I can't imagine why would a company want to sell a product at a profit.



Gee, if only there was a comparable item to measure inflation against…

Tesla Model Y:

$39,000 in 2019, the same year the Cybertruck was announced - https://www.reuters.com/article/technology/tesla-unveils-mod...

$31,490 today - https://www.tesla.com/compare

So, a price cut then. From the same company, on the same time horizon.

--

Even on longer timelines, inflation isn't a get-out-of-jail-free card.

Tesla Model S:

$57,400 in 2009 - https://ir.tesla.com/press-release/tesla-motors-sets-new-pri...

$68,490 today - https://www.tesla.com/compare

Thats a 19.32% price increase in one of Tesla's other cars over 15 years, compared to a 52.857% price increase of the Cybetruck in the 5 years between it being announced and today.


The cheapest Model Y right now is $44,990. You have to remove the "gas savings" and other subsidies that individuals may or may not qualify for to see this cash price.

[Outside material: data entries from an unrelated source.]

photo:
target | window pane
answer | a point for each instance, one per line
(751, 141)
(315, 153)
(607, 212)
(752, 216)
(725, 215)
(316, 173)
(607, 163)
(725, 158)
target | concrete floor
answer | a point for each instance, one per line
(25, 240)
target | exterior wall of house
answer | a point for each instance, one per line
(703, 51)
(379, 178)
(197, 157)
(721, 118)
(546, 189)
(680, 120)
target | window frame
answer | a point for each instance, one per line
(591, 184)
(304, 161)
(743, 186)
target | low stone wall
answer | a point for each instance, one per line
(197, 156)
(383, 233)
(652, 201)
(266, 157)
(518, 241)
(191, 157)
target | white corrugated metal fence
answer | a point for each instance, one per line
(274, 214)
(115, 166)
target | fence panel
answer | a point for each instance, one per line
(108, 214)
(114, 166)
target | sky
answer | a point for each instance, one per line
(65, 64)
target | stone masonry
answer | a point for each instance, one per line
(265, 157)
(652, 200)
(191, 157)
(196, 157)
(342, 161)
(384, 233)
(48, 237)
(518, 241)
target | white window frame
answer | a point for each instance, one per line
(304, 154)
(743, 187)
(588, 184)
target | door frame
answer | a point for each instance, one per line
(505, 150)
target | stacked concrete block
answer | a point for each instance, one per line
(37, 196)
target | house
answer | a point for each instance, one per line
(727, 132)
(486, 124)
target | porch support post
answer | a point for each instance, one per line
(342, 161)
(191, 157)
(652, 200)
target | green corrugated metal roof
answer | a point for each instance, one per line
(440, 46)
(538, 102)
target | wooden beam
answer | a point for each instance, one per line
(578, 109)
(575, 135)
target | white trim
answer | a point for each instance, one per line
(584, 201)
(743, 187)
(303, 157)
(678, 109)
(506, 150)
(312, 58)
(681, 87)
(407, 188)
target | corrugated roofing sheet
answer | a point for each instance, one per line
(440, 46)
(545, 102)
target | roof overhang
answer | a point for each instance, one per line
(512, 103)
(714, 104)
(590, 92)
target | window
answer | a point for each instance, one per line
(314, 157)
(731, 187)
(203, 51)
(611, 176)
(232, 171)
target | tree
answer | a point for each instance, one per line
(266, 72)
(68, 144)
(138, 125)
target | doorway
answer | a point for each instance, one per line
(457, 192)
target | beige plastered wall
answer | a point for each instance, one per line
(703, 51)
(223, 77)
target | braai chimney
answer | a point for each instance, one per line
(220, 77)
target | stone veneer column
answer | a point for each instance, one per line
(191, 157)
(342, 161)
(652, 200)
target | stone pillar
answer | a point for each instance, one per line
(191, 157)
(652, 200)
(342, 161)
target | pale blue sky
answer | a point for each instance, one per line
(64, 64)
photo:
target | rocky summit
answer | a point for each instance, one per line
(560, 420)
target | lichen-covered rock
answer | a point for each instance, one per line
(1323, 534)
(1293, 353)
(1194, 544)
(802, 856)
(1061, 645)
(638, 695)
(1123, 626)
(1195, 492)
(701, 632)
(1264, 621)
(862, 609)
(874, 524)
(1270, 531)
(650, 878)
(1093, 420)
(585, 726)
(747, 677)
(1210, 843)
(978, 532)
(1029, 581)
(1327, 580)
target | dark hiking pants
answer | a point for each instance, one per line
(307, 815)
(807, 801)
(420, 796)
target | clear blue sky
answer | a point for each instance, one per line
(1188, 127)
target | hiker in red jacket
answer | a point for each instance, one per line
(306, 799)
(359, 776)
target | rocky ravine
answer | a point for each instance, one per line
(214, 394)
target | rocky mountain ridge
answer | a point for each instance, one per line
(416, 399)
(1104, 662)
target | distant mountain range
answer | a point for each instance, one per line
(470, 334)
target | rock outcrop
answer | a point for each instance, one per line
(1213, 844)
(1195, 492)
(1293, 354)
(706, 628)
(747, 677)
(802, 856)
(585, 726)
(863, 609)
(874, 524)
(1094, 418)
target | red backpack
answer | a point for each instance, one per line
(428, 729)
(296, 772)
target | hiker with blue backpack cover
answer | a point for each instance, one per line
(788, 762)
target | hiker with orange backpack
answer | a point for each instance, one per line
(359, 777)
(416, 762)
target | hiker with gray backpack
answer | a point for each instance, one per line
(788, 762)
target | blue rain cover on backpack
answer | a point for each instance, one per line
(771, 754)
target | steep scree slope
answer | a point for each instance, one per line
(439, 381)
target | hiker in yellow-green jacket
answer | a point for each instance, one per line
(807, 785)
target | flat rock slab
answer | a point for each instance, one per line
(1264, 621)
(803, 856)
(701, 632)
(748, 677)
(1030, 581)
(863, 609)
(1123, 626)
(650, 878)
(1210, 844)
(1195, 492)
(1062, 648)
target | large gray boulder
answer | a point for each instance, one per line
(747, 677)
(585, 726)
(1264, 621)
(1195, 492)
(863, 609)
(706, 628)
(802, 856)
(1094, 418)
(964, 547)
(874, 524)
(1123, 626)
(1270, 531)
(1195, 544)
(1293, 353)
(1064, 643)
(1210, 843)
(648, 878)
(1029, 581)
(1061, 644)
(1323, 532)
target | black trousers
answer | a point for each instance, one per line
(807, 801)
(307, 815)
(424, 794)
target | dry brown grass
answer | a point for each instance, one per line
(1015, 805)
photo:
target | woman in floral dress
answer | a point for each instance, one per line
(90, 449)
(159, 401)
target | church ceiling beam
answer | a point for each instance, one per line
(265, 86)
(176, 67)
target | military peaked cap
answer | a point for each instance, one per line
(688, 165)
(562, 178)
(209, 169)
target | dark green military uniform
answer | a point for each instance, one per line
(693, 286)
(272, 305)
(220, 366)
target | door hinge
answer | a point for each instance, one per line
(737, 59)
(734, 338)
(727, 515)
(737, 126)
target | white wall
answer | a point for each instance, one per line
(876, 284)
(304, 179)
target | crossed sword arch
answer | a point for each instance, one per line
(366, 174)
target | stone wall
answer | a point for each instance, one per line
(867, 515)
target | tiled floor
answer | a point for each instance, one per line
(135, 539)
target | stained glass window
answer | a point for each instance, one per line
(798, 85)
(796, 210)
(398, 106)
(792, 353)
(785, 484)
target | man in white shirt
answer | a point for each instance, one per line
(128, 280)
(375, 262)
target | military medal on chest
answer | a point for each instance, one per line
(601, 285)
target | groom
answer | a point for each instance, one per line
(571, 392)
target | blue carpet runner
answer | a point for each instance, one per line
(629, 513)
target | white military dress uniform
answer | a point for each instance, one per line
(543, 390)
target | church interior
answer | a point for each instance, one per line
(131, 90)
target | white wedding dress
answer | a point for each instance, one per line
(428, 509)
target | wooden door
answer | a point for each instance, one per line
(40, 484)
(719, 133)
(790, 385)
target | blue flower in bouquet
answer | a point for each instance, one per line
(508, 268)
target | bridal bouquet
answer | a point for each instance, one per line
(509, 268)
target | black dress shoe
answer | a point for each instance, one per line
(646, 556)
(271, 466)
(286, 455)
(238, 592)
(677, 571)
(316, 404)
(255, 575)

So the announced price for the ~300mi, dual-motor version in 2019 was $49k.

Today that price is $79k. ($99k if you want the first-edition Foundation series which has been the only one delivered to customers so far).

CPI inflation calculation puts $49k in 2019 as $60k today. So inflation means the price should have gone up ~$10k, but it has actually gone up ~$30k.

Also in 2019, $69k was supposed to get you 500 miles of range. The highest range configuration of the truck they shipped is 340 miles, with potentially up to 470 miles if you fill half the bed with an additional $16k battery pack that is only installable/removable by a Tesla Service Center. Nobody has seen this pack demonstrated yet or how it will handle things like Supercharging. Having half the bed taken up to achieve the max range was definitely not part of the 2019 sales pitch.


50% increase in price point, 3 years delay. Inflation is only a small part of this. The delay is more telling than the price increase.

The cybertruck was promissed as a cheaper way to make cars, its more expensive tha n the others that suffered the same inflationary forces. Save that its a new product, if they trusted that scale was going to cheap it down more than they current methods they would take a loss at the start to make a larger profit later.


Could you give some numbers to back it up? Considering the loss due to inflation from 2019 [1] I would have expected the truck to get to around $49,200.

[1] https://www.in2013dollars.com/us/inflation/2019?amount=1


What numbers am I backing up?

Should the price have remained the same? Or was 2022 not the highest year for USD inflation in 40 years (see: your own source.)

Is a company only allowed to increase their prices at a rate pegged to monetary inflation?


Whats your point here? We said they broke their promise (bait and switch, because they knew it was not assured expectation for price and delivery).

You say they have the right to brake promises, which is true.

So we agree they made a promise, broke it and raised the price beyond inflation, likely due to screwing up the production cost targets. All of that after they took reservations.

So we agree but you don't like that we're judging them badly for it?


> Is a company only allowed to increase their prices at a rate pegged to monetary inflation?

If they want to avoid a reputation for dishonesty, yes.